FILE DOWNLOADS NOT WORKING

Question

FILE DOWNLOADS NOT WORKING

imranqutab opened this issue 6 years ago · 11 comments

thanks in advance, i am confused with file downloading, configurations state It will not be able to capture commands such as: url=www.test.url; wget $url so what packages will work with file dowloading and what is local store, i cant see where file will be stored if captured? waiting for response.

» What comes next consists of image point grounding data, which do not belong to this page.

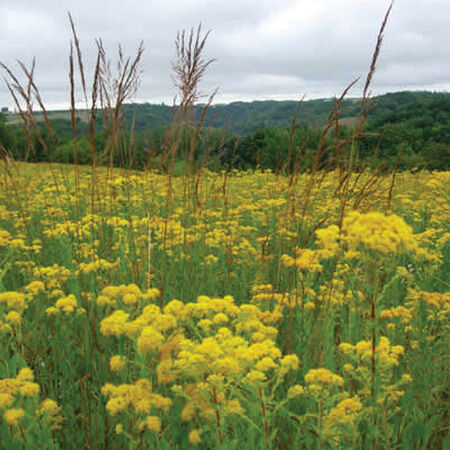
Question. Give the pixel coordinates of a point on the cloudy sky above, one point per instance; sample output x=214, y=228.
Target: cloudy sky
x=264, y=49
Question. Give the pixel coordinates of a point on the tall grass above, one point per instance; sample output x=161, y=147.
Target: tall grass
x=228, y=309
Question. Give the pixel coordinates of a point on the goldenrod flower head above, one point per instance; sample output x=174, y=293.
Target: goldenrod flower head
x=195, y=437
x=13, y=317
x=323, y=376
x=29, y=389
x=12, y=416
x=25, y=374
x=295, y=391
x=5, y=400
x=153, y=423
x=116, y=363
x=149, y=340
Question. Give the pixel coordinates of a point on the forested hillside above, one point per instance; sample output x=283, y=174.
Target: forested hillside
x=407, y=130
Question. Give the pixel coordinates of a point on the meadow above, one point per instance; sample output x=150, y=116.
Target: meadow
x=223, y=309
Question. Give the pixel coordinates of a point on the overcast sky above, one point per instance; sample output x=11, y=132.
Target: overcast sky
x=264, y=49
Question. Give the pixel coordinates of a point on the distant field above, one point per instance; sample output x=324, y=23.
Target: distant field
x=16, y=119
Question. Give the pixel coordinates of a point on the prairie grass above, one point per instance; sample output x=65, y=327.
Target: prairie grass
x=156, y=309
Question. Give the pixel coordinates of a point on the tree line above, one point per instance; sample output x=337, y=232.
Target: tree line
x=405, y=130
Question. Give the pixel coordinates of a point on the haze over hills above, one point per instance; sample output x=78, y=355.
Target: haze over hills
x=406, y=130
x=243, y=118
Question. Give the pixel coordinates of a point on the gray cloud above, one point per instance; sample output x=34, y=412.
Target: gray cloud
x=264, y=48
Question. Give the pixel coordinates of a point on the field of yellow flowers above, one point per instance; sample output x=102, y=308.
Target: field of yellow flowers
x=223, y=310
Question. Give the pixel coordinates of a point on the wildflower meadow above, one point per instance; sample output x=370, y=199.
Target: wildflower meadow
x=222, y=310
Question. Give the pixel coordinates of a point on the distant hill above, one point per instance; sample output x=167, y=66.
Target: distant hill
x=243, y=118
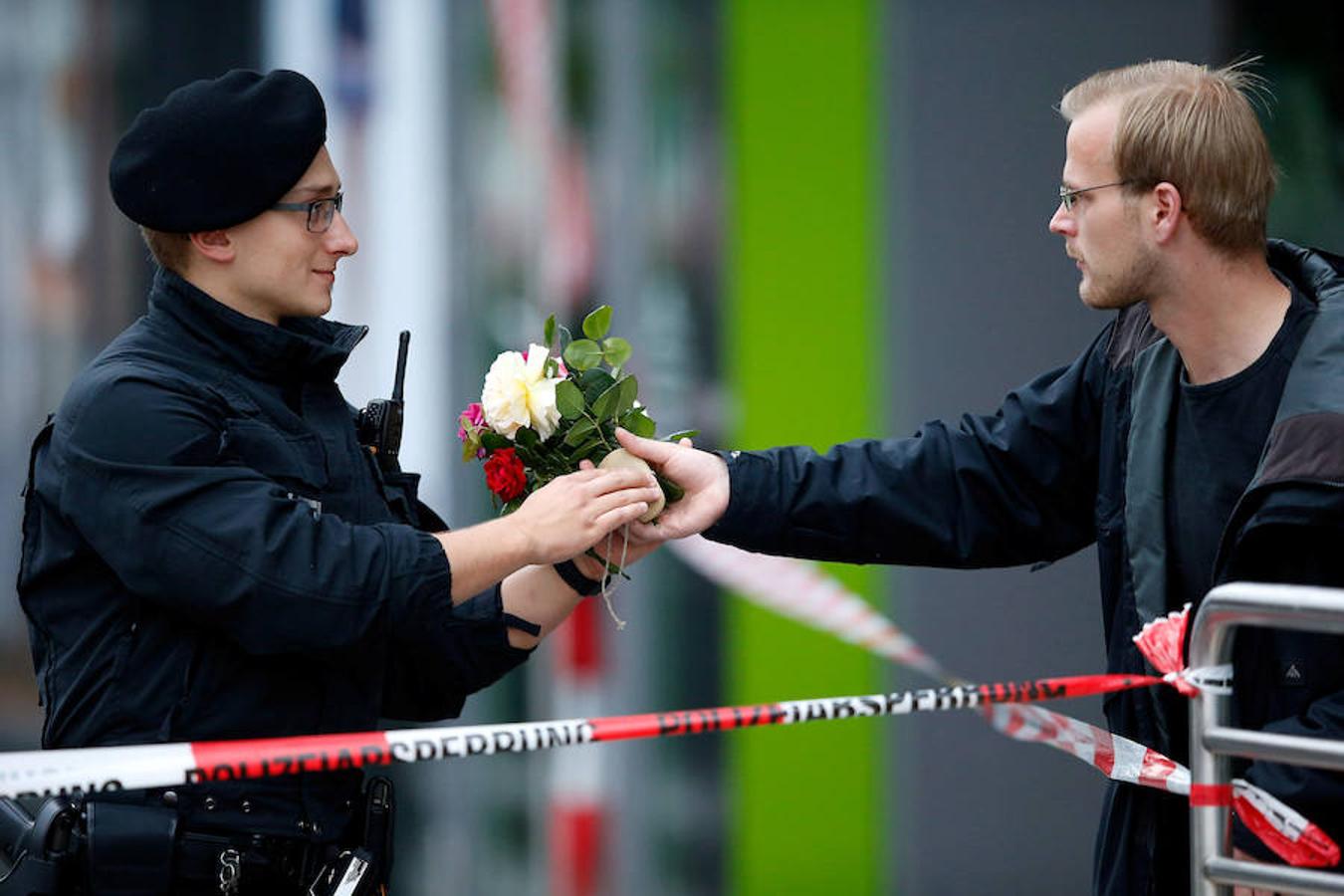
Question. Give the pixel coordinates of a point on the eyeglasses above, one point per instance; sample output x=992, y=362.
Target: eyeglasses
x=322, y=212
x=1070, y=196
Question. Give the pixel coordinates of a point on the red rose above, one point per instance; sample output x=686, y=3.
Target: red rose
x=504, y=474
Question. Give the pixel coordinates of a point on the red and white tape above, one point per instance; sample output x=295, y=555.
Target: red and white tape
x=801, y=591
x=798, y=590
x=134, y=768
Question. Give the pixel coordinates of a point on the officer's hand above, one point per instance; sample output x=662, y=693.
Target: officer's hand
x=614, y=547
x=703, y=476
x=574, y=512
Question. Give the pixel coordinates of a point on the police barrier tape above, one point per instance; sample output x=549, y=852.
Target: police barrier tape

Answer 1 · 2019-01-09T08:33:00.000Z

The files will be saved in the session folder (where the other session details, like the logs are).
Passive downloading will capture any files that are transferred through the SSH session through SCP or SFTP.
Active downloading will look for any commands that start with wget, and will attempt to download the links. This will capture things like "wget http://www.test.url", but it is not clever enough to capture non-URLs (like the example above).
Do you require any extra explanation?

Answer 2 · 2019-01-09T13:08:54.000Z

thanks, i tried with file downloading, file was downloaded sucessfully on honeypot(real server) but was not stored in sessions, it was simple file from https://archive.apache.org/dist/kafka/0.11.0.0/kafka-0.11.0.0-src.tgz(kafka web) and i used wget command.

Answer 3 · 2019-01-09T13:09:59.000Z

Can I see the cfg and honssh.log files please?

Answer 4 · 2019-01-09T13:49:37.000Z

sure.

cfg.txt
log.txt

Answer 5 · 2019-01-09T13:52:15.000Z

[download]
active = false

That should be true for active downloading...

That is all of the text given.